BAE is in the running for the GCV contract, along with industry teams led by SAIC and General Dynamics.
A report last month by the Government Accountability Office (GAO) introduced new questions about the program. It said work done by an Army commission to examine the program raised questions about whether the new ground vehicle was really needed in seven years.
“In its August 2010 report, the Red Team that was convened by the Army questioned the urgency of the need for the GCV within seven years,” the report states. “The report concluded that the funds that have migrated from the FCS [Future Combat Systems] program were driving the events and activities of the program, versus a true capabilities gap.”
The auditors are not the only ones raising questions.
House Armed Services Airland subcommittee Chairman Roscoe Bartlett (R-Md.) told Army officials during a recent hearing that his panel didn’t understand why the Ground Combat Vehicle had to be completed under the timeline set by the Pentagon. He suggested the timeline could be delayed.
The veteran defense panel member also said the Army needs to explain whether “the GCV is the full-spectrum vehicle that the Army needs.”
Congressional aides say the GAO findings raised eyebrows, especially in the current budget-cutting environment. But, they say, major cuts likely will be tough to bring about because the Army considers the GCV effort its top acquisition program.
The service requested $884.3 million for the effort in its 2012 budget plan.
The service currently is conducting a number of reviews “across many of its missions,” states GAO, adding those assessments should shed new light on whether the GCV is needed within seven years.
“Decisionmakers will have to decide if the Army has made a convincing case for the GCV before allowing it to proceed into the technology development phase,” states the study.

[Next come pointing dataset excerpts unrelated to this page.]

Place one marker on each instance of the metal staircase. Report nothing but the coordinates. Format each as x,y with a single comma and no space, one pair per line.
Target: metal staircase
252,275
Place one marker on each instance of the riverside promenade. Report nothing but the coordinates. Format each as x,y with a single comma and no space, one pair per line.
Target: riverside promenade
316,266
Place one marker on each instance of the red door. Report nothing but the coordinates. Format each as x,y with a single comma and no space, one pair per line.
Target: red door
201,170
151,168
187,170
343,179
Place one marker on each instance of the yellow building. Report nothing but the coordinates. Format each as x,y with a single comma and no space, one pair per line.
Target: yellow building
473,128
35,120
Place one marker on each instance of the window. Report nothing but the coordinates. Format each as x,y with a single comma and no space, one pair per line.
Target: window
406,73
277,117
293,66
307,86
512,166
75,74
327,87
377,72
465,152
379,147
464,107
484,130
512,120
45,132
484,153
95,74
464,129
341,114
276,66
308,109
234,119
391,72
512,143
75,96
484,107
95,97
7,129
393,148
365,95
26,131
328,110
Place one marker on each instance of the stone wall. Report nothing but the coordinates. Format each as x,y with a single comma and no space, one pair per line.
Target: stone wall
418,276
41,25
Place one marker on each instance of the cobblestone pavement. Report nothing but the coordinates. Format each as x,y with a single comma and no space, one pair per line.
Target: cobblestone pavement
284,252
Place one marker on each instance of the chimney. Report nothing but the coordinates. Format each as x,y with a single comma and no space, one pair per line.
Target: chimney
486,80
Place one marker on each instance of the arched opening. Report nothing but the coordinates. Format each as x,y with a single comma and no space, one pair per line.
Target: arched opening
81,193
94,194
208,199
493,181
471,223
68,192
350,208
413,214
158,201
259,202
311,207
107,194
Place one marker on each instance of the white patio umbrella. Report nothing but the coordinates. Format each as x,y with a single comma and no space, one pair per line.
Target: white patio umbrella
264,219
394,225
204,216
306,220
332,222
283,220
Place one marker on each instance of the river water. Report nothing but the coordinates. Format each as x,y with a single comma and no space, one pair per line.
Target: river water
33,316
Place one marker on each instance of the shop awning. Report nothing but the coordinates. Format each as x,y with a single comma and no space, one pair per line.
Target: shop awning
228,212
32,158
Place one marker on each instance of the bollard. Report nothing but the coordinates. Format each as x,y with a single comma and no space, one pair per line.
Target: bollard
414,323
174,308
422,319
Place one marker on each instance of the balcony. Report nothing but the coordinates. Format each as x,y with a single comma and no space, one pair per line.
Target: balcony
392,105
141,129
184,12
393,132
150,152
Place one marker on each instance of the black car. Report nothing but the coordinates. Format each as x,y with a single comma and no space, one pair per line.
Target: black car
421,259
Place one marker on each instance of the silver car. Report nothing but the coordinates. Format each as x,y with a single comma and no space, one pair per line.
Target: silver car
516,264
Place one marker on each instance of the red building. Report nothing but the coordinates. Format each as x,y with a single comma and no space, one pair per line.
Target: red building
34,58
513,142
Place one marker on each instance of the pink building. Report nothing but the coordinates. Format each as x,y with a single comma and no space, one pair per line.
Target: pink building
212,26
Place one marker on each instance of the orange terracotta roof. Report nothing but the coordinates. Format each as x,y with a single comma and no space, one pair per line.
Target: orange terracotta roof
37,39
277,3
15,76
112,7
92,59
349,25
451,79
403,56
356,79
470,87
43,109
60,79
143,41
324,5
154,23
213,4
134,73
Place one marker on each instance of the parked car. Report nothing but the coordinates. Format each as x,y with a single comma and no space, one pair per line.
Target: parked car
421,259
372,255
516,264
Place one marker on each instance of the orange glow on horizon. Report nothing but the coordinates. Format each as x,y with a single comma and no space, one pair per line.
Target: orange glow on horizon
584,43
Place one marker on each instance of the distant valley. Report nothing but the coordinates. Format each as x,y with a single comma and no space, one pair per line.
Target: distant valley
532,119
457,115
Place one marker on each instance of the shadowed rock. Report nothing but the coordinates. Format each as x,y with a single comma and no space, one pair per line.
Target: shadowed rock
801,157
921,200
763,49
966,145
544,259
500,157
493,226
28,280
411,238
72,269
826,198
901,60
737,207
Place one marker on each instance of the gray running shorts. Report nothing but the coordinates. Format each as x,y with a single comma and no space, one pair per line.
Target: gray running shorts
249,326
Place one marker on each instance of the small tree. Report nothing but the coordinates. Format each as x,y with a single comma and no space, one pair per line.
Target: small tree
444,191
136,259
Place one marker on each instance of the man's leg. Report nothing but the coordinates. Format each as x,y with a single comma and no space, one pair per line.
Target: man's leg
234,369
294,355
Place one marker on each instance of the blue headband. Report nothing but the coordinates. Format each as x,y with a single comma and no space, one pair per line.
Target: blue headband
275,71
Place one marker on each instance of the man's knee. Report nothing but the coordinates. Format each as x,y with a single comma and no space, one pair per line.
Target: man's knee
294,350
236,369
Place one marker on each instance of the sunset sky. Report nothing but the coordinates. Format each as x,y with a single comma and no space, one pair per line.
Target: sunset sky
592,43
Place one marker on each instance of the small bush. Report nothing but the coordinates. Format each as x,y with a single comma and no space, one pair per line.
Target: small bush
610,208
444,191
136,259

But Loren Thompson of the Lexington Institute said timing and budget austerity could ultimately doom the GCV program.
“The Army has missed the window of opportunity it had to modernize its Cold War force. It invested heavily in networking schemes that did not come to fruition, and then was so distracted by overseas wars that it never came up with a new investment agenda for the long term,” Thompson said. “Now its budget is about to be slashed.”
The ground vehicle program is “poorly suited to the coming era of fiscal austerity,” Thompson said. “It is expected to cost over $10 million per copy but could be defeated by mines or antitank missiles costing a few hundred dollars.”
The projected cost of each GCV also has gotten Bartlett’s attention. He has wondered aloud whether the service will be able to afford a program “that could cost up to $30 billion to procure.”